By Bob Etier
December 6, 2011
In simply explaining the complexities of the creation of the universe, the composition of our planet, and the intricacies of evolution and life, Brian Thomas Swimme, on-screen narrator of Journey of the Universe, sells the concept of miracles. Every element of every explanation requires an explanation, and each explanation reveals miraculous events. So what is a miracle? Taken out of the spiritual realm, isn’t it just something that can’t be explained? It seems that traveling the reverse path of creation and being, from complex organism back to one-celled organisms and beyond, we arrive at the point where “something happened,” that unexplained (unexplainable?) something, that miracle that set everything in motion.
Journey of the Universe explores the creation of the universe and the planet Earth, focusing on how man’s consciousness created the world we now live in—a world where man has affected climate, water, air, and all that man touches. Essentially, this planet is not the same planet that resulted from a “big bang” billions of years ago; it is a planet reshaped by humans and human arrogance. Swimme describes the various aspects of Earth’s evolution with the gee-whiz enthusiasm of a true believer. There is no talk of miracles, but the awe is palpable.

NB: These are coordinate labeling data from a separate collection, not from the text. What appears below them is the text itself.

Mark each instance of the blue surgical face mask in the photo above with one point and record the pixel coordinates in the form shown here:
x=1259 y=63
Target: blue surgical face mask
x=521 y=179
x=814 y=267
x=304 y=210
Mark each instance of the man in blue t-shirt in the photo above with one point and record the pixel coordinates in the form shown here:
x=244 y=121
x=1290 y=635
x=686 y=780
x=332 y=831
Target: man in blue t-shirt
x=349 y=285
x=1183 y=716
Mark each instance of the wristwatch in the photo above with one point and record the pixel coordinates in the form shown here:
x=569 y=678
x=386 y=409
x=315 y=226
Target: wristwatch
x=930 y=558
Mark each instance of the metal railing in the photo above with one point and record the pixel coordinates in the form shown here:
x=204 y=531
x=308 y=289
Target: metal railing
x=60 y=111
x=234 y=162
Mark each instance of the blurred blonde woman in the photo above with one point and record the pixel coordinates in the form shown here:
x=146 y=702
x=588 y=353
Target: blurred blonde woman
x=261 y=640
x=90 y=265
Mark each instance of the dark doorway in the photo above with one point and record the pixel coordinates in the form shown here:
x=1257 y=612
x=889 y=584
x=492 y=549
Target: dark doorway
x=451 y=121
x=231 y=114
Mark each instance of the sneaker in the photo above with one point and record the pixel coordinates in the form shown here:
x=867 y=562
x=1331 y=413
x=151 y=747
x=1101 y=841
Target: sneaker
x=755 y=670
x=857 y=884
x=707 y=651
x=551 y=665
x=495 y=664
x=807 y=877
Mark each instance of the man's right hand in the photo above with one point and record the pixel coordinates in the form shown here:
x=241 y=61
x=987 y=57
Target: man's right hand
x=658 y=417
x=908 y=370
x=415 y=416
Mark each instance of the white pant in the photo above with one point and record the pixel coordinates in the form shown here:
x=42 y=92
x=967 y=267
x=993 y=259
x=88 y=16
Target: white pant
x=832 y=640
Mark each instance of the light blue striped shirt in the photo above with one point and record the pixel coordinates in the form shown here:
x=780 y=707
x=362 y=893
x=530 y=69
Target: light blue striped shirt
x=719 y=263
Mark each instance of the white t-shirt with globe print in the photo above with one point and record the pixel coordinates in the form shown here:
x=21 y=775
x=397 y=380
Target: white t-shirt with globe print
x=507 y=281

Journey of the Universe is being shown on PBS stations in December (check local listings), and is also available on DVD. It’s not about miracles but it is about mysteries. It is “a sweeping and expansive film that re-imagines the universe story and translates the human connection to the cosmos.” It is thoroughly absorbing, moving quickly among the many things that led up to today, leaving little time for the viewer to dwell on some particularly enigmatic event before introducing another. By the end of the program we are on a journey of our own—a journey of research and discovery, seeking the answers to the many questions Journey of the Universe inspires.